Matthew 13:12, yes sir! I'm talking about the 'Matthew effect', which is what rules the world, that's how everything works: family, money, marriage, work, sex... Stiglitz and the great economists talk about it, I've simply named it after myself bill.

Matías Folguerosa, the government spokesman for the pandemic, is the spitting image of Fernando Simón.

I take it sarcastically, because... First, he tells us that there was no airborne infection, that it was only from the hands. Later it was seen that it was idiotic, as we all presumed, because no virus is left alone on furniture. It was forbidden to walk the children during confinement, but you could walk the dogs instead. There is also a president Madelman who has the idea of ​​taking out the military commanders at the press conferences about the disease. Is that...

That thing about grandparents consuming prostitution...

I have done an investigation. I have an 82-year-old friend that I walk with, and my wife's daughter worked in a nursing home during the pandemic. In the sex scenes I have fallen short. There are old people who go down the hall with their jags in the air shouting things. Even to me, who am a beast, it seemed too much. And they set up some guateques...

But do they consume paid sex?

What sex are you going to consume in a residence at the age of 80 if it is not paid? If you have money and they jerk you off, why not? The opposite is to deny reality: the elderly need sex, a little, not much, but something yes.

Its title is fluvial and metaphorical.

It alludes to Death in Venice, whose protagonist is called Von Aschenbach, which means 'stream of ashes'. The rivers of ashes exist, and I am a Quevedian: we will be ashes but it will make sense.

It alludes to the “gift of drunkenness”, which is generally much reviled.

That part is a bit autobiographical. The first book by the poet Claudio Rodríguez was called that, Don de la ebbriedad.

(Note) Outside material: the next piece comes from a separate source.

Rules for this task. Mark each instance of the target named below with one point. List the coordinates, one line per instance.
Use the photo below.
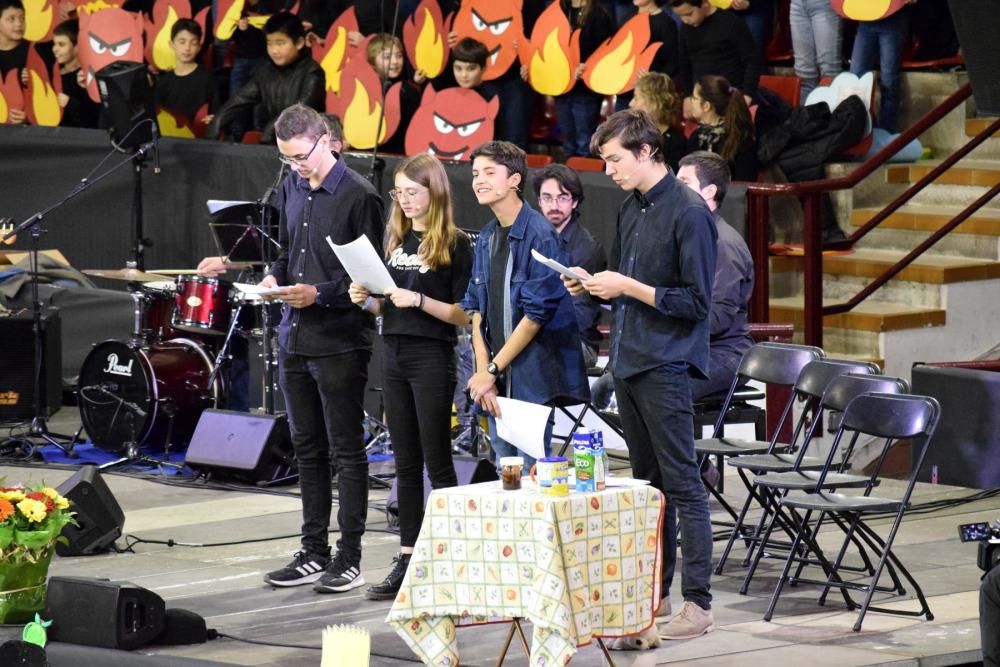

As Savater said, 'I've spent half my life drunk, and it hasn't been the worst half'. It gives me energy, but each one has to find his drug or medicine, there are also those who walk through the fields for three hours, I have seen them.

How do you see yourself in 20 years?

Very free of everything and very well. I'm not in enviable health, but fuel is enough for twenty more years. I will do two or three more novels. I have done everything possible to fall on the street dead. My life has been very messy... and still is.

Not that much.

How not? I don't tolerate him saying that. I've had three whiskeys already, and it's noon. I have taken two in Cercedilla, to gain strength before coming to Madrid. I've been gone eleven years.

How has going to the mountain affected you as a writer?

Much more focused. In the town, I am a character, they reserve a table for me in the morning, to which I go with a little notebook and I write there for hours, by hand.

On the hand?

Yes, my writing is ecological, handmade, Tusquets should put a label on the cover. I live relaxed, but I have become a timorous. I, who have traveled all over the world, have been to Colombia, the USA, Qatar, Mexico… and now I need hours of preparation to take the bus to Madrid.

¿Qatar?

I negotiated with the equivalent of the Ministry of Culture, and they paid me $100,000 tocateja to write a novel set in the Arab world. It's called Friendly Fire and they didn't publish it for me because the bad guys were the rich emirates. I sent Tusquets's lawyers to get it back, and no way, those rights didn't have an expiration date.

Is the novel still unpublished?

Yes, but it's like a tupperware, I've been taking advantage of fragments for other novels of mine, overheated scenes.